Copy of a post to a news group on cryptography.

It Has to be Contextual Randomness.

It is not right to try and create a set of random data on its own for general all-round later use by collecting haphazard data today say, on the premise that because it is haphazard and therefore unbiased it will always be random no matter how it is used later. That haphazard data just won’t work in mathematics because it has no regular structure that enables any reliable inductive use but even if it did it still may not be suitable for other reasons of type say, that are dictated by the algorithm of a particular cipher.

Random data either as single keys or elements of large key-sets has to be in context with the cipher algorithm that uses it in addition to the abiding condition that the elements of a set must all have equal probability of being the next one to be called in some unbiased retrieval system that is part of a cipher algorithm. That is a basic starting requirement but it may not be the only one.
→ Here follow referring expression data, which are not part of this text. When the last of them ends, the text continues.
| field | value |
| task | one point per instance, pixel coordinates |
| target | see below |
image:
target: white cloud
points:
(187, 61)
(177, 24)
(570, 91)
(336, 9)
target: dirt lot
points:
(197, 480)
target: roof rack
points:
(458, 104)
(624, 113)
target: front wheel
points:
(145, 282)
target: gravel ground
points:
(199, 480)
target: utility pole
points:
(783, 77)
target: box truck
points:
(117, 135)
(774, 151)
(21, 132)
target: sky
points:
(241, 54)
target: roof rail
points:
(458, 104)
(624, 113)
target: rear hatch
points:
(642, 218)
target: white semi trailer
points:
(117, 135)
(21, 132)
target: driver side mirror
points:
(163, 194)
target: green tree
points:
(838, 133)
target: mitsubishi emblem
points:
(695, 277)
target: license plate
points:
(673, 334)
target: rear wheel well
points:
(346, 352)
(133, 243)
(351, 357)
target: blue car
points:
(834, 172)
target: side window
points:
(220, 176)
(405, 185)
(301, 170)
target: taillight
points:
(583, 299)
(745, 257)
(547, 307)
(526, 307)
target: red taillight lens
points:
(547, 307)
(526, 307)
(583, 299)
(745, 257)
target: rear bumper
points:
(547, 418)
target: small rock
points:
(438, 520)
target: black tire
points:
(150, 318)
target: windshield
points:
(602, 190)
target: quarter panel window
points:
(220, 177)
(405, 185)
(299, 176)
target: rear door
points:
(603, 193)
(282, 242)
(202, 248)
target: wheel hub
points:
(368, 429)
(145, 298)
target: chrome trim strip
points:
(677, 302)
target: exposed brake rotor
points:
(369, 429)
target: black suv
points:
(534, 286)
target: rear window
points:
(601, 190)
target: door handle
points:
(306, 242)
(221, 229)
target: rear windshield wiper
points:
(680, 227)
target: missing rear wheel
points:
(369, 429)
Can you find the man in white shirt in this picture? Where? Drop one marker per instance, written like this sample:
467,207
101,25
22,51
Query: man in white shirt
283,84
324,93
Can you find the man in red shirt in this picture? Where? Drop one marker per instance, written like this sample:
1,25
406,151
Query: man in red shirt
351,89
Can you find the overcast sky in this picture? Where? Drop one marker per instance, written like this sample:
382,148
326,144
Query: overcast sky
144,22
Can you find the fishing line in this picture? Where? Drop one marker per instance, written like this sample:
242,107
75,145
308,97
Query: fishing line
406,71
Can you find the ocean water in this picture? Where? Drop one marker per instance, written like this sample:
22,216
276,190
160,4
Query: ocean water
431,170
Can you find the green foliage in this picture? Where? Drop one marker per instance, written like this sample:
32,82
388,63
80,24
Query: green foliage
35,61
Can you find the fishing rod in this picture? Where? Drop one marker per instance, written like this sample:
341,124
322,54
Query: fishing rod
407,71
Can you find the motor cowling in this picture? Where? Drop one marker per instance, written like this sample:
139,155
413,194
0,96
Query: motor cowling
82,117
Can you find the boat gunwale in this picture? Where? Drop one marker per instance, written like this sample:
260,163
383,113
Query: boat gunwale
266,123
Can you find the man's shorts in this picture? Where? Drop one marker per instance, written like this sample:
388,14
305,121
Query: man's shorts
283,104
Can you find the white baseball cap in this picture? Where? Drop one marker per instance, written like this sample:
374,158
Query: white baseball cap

To achieve a random set of data that is usable in a particular algorithm it is best to let the newly designed *algorithm itself* be the generator per se of the set of random keys. The form and bounds of a suitable set of random keys then become obvious from the theory, they can be laid down and collected.

Clearly, one cannot create random keys in isolation of the algorithm that is going to use them by creating something that purports to be an all-purpose all-round general batch of random data that you can keep handy on file and pull out in future for dusting down in any old use that requires it, the form and range of the data may not fit the need of the cipher algorithm in many cases.

Randomness translates to the ‘uncertainty’ that it creates to an adversary who has intercepted the cipher text by electronic theft and is busy trying to decrypt it now, item by item.

Usually it requires a modicum of scrambling to be given to an array of newly collected random keys as a basic need just to pre-empt guessing by an adversary at the set having consecutive order of say a subset of positive integers (something that it often has), that are otherwise suitable for use by the cipher by being contextually random.

PS_2.

I have good reason to believe that a leading London research specialised group in security of information also use this definition of randomness i.e. equal probability.

It is my personal judgement that this 'equal-probability' is always contingent on non-repetition of the elements of data in the set in question.